Rationale: Studies have shown that risperidone is safe and efficacious in young and middle-aged adults with chronic schizophrenia, but considerably fewer data are available on the treatment of elderly patients with schizophrenia or other psychotic disorders, particularly long-term outcomes.
Objective: A 12-month, open-label study was conducted to assess the effects of risperidone in elderly, chronically ill, psychotic patients.
Methods: This study enrolled 180 elderly, chronically ill, psychotic patients (median age, 72 years [range 54-89]), 97 of whom completed the 12-month study. At endpoint, the mean dose of risperidone was 3.7 mg/day.

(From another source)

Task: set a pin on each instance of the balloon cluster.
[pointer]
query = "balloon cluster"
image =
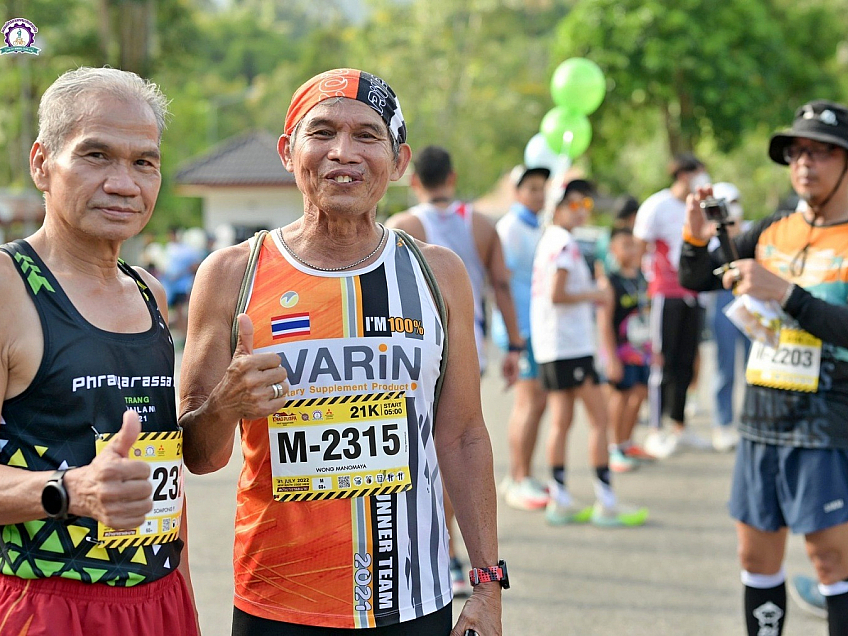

Results: Clinical improvement (> or =20% reduction in Positive and Negative Syndrome Score [PANSS] total score) was achieved by 54% of patients at endpoint. There were significant reductions in PANSS total, subscale (positive, negative, and general psychopathology), and cognition cluster scores at endpoint (p<0.001). Clinical Global Impressions severity of illness scores showed continued improvement through month 12 (p<0.001). In contrast, PANSS data from a historical comparable control group of patients receiving conventional antipsychotic agents showed no symptom improvement over a 12-month treatment period. The severity of preexisting extrapyramidal symptoms (EPS) in patients treated with risperidone decreased significantly from baseline to endpoint (p<0.001), and the use of antiparkinsonian medication decreased from 41.1% of patients before the trial to 25.6% during the trial. There were no spontaneous reports of tardive dyskinesia (TD) and the incidence of assessed TD was 4.3% in contrast to the expected 26% reported in middle-aged and elderly patients receiving conventional antipsychotic agents for 1 year.
Conclusions: Long-term treatment with risperidone was associated with continued symptom improvement, a decrease in the severity of preexising EPS, and a low incidence of TD in elderly psychotic patients.